Nel 1912 gli sfangatori e soprattutto le pompe che li alimentavano d'acqua marina conobbero una grossa innovazione. Con l'elettrificazione delle miniere andarono in pensione le macchine a vapore e furono appunto introdotte quelle elettriche. A Rio Marina, per assicurare la corrente, fu messa in funzione la centrale del Portello. Alla miniera di Rio Albano furono attivate due laverie operanti a elettricità, di cui una distrutta da una frana, nel 1916, e ricostruita nel 1921.
Nello stesso 1912 la laveria riese, come poi tutte quelle elbane, fu dotata di un vibrovaglio, a cui ne fu aggiunto un secondo in progresso di tempo. Con questa tecnologia si ottenne la migliore classazione granulometrica del minerale trattato. Infatti anche quando l'escavazione forniva minerale di minore qualità e pezzatura, il vibrovaglio era in grado di estrapolare il materiale ferroso più minuto dalla sporcizia tramite un'ulteriore pulitura con getti d'acqua. Il materiale lavato veniva distinto coi termini di “minuto” e “grana”, a seconda della dimensione, inferiore o superiore ai 12 millimetri. Inoltre fu dotata di un nastro di cernita, che scorreva a bassa velocità, sul quale venivano separati il materiale ferroso lavato dal vibrovaglio, e lo sterile, ovvero gli scarti di pezzatura più consistente non scaricabili con l'acqua di lavaggio. La separazione veniva compiuta da operai generalmente anziani, e il nastro andava a scaricare il minerale a una tramoggia inclinata. Tramite la bocca inferiore di essa veniva caricato sui vagoncini, per essere accumulato nei depositi o portato all'imbarco.
Nel 1921 abbiamo la testimonianza di Giulio Pullè sui vibrovagli: “Queste piccole laverie hanno tutte una disposizione uniforme e sono composte essenzialmente di uno sfangatore preceduto da una griglia fissa e seguito da un vibrovaglio e da un nastro di cernita. […] All'atto di riprendere le terre, il minerale in grossi pezzi e lo sterile, che, specialmente nelle gettate antiche, trovansi frammisti alle terre, vengono separati a mano e la griglia superiore non ha altro ufficio che di completare questa prima cernita trattenendo i pezzi superiori ai 100 mm di dimensione massima, che vengono inviati in appositi canali facenti capo a due vagonetti di scorta, uno dei quali raccoglie lo sterile e l'altro il minerale in pezzi.

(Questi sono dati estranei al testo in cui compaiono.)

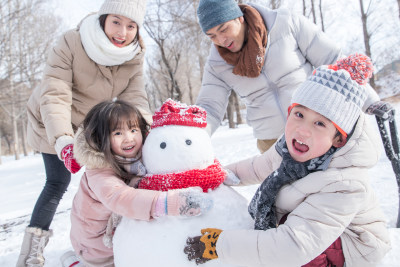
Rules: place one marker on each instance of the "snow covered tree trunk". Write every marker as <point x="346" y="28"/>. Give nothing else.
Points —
<point x="391" y="145"/>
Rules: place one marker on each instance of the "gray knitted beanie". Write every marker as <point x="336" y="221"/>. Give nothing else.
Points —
<point x="133" y="9"/>
<point x="214" y="12"/>
<point x="337" y="91"/>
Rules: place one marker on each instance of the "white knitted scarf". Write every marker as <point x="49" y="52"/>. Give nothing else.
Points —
<point x="99" y="48"/>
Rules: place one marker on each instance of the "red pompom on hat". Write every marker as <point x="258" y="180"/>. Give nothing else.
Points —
<point x="176" y="113"/>
<point x="359" y="67"/>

Il materiale sotto i 100 mm entra nello sfangatore, dove sotto l'azione di una forte corrente d'acqua, viene liberato dalle parti argillose e poscia sollevato a mezzo di palette fino all'altezza del vibrovaglio. Sotto le scosse del vaglio il materiale minore di 10 mm di dimensione massima (minuto lavato) cade in altri vagonetti, mentre quello più grosso (fra 100 e 10 mm) è trattenuto e passa al nastro di cernita. Durante il cammino del nastro si tolgono a mano i residui sterili e le ocre eventualmente presenti, e si lascia la grana che va a cedere in un ultimo vagonetto. Le acque dello sfangatore alla loro uscita trattengono in sospensione insieme al fango argilloso anche le parti più tenui del minerale, le quali per la loro maggiore pesantezza tendono a deporsi prima dell'argilla e non appena le acque rallentino il loro movimento. Perciò in immediata prossimità delle officine sono costruiti dei lunghi canali orizzontali accoppiati, che vengono alternativamente percorsi dalle acque fangose. Deviata la corrente in un canale, dall'altro lasciato all'asciutto si tolgono le fanghiglie ferrifere che sono costituite da una sabbia finissima detta puletta di decantazione. Data la scarsità di sorgenti nella zona delle miniere, l'acqua necessaria al funzionamento delle laverie viene pompata dal mare con centrifughe ad alta prevalenza e di grande portata. Ogni laveria consuma infatti da 130-150 mc d'acqua all'ora, mentre la quota degli impianti varia tra i 20 e i 150 m s/m”.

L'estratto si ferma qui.